EL APÓSTOL NÚMERO 13

Michel Benoit

El padre Nil iniciará una investigación tras el asesinato de su mentor, el padre Andrei, en un tren. Su objetivo será probar la existencia de un escrito del ignoto apóstol número 13, el cual podrá remover las creencias religiosas de cristianos, judíos y musulmanes.

Intriga religiosa conceptuada, como muchísimas otras, a lo “Código Da Vinci” de Dan Brown (mezclado con “El nombre de la rosa” de Umberto Eco, de lo más digno y plausible del subgénero), aparecidos en una época en que hasta el más iletrado domina asuntos geopolíticos desde Corea del Norte hasta Zambia, sabe más que nadie de teología y filosofía, y no se le escapa un detalle de la historia de la humanidad.

Pone en duda los dogmas y creencias de fé (que no necesitan explicaciones para los creyentes y tendrían que importar un pimiento a los no creyentes), y fabula con misteriosos elementos que pueden cambiar todo el ideario ideológico no sólo cristiano, sino judío y musulmán. No tiene ambición ni nada.
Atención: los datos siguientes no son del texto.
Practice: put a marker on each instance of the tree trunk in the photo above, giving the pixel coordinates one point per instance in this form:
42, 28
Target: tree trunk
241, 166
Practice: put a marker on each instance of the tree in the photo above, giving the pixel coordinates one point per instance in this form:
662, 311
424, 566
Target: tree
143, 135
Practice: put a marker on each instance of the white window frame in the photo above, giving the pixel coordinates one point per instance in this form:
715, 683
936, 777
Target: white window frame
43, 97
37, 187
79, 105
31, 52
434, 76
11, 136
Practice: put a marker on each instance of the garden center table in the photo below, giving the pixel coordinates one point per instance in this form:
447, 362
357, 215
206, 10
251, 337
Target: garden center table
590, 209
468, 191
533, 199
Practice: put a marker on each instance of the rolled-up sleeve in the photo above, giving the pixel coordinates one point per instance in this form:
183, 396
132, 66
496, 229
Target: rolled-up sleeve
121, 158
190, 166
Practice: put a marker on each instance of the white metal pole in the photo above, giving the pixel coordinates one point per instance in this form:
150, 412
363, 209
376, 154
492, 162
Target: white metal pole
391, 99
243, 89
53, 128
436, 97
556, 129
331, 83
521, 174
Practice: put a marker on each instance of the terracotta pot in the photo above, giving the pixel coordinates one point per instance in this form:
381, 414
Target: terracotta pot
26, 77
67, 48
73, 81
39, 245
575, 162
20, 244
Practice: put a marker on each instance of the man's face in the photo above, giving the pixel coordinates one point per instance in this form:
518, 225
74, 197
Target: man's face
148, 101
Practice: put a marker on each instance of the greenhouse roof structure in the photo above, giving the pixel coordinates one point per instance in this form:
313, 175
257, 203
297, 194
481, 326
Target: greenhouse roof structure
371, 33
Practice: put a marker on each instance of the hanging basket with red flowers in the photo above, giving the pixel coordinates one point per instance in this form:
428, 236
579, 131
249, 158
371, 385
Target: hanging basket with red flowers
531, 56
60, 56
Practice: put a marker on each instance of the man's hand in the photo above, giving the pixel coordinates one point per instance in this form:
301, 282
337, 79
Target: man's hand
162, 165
El escritor, Michel Benoit, parece ser un presunto monje benedictino (con un nombre muy similar a un jesuíta del siglo XVIII al servicio del emperador de China) y experto en el cristianismo, que investiga más que nadie, conoce hasta el último entremés de la última cena, y descubre la existencia de un decimotercer apóstol.
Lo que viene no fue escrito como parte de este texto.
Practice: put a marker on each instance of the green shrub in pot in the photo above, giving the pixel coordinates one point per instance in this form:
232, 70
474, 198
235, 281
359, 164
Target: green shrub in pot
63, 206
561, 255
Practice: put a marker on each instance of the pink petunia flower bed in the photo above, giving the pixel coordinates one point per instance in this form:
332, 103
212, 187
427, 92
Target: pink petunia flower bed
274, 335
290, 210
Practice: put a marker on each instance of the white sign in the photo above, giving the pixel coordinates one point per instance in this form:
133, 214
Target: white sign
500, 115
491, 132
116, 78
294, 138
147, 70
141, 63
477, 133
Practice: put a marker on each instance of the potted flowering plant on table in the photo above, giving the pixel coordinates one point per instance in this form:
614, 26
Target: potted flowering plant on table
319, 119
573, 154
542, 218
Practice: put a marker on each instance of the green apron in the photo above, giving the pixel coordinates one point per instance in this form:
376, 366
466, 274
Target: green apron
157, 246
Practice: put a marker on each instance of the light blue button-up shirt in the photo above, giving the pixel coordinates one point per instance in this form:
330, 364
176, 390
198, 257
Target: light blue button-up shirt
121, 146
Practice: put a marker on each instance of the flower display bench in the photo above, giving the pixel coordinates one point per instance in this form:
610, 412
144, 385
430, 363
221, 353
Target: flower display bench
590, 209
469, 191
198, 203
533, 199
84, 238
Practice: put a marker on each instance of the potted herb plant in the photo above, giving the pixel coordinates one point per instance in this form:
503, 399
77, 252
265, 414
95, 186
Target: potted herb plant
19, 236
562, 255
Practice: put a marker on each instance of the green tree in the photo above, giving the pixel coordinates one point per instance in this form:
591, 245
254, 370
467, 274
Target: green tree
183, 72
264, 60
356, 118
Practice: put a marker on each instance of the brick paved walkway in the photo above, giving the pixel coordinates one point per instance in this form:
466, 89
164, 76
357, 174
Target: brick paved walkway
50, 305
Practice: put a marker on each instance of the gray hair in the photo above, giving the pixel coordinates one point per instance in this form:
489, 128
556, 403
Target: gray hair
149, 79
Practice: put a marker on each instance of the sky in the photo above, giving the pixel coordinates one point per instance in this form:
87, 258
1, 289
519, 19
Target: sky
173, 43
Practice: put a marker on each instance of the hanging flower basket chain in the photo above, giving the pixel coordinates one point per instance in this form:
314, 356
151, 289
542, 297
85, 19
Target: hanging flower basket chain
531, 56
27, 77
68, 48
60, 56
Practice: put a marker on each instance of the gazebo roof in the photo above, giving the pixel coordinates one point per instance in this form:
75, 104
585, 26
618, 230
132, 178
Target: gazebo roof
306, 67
Seguramente porque está ausente de los “oficiosos” evangelios (aunque él llega a identificarlo con San Juan Evangelista) es el que, para Benoit, tiene la verdad absoluta del cristianismo, y era el más íntimo amigo de Jesucristo. A los demás apóstoles no los tragaba ni los podía ver.

La novela, ficción-religiosa más o menos bien escrita narrada con ritmo, posee demasiados personajes y muy pocos de interés, y tiene su eje en los secretismos morbosos, ocultos y típicos de siempre en torno las jerarquías de poder católico y los “investigadores-reveladores”, que a la que aparece un trozo de papel ilegible o un trozo de barro en una cueva en el desierto, excitan su imaginación y configuran una sociedad entera, a la par que sus mitos y leyendas, arrastrándonos a todos a una iluminación extática (con “x”).

A pesar de su escasa credibilidad, el libro tiene alguna reflexión de cierto interés en torno a divinidades y credos (la duda sobre todo siempre es algo positivo), y podrá ser devorado con avidez por los seguidores de estas paranoias en torno a asuntos oscuro-eclesiásticos, todo un lucro para especuladores del misterio y neo-profetas pelmas.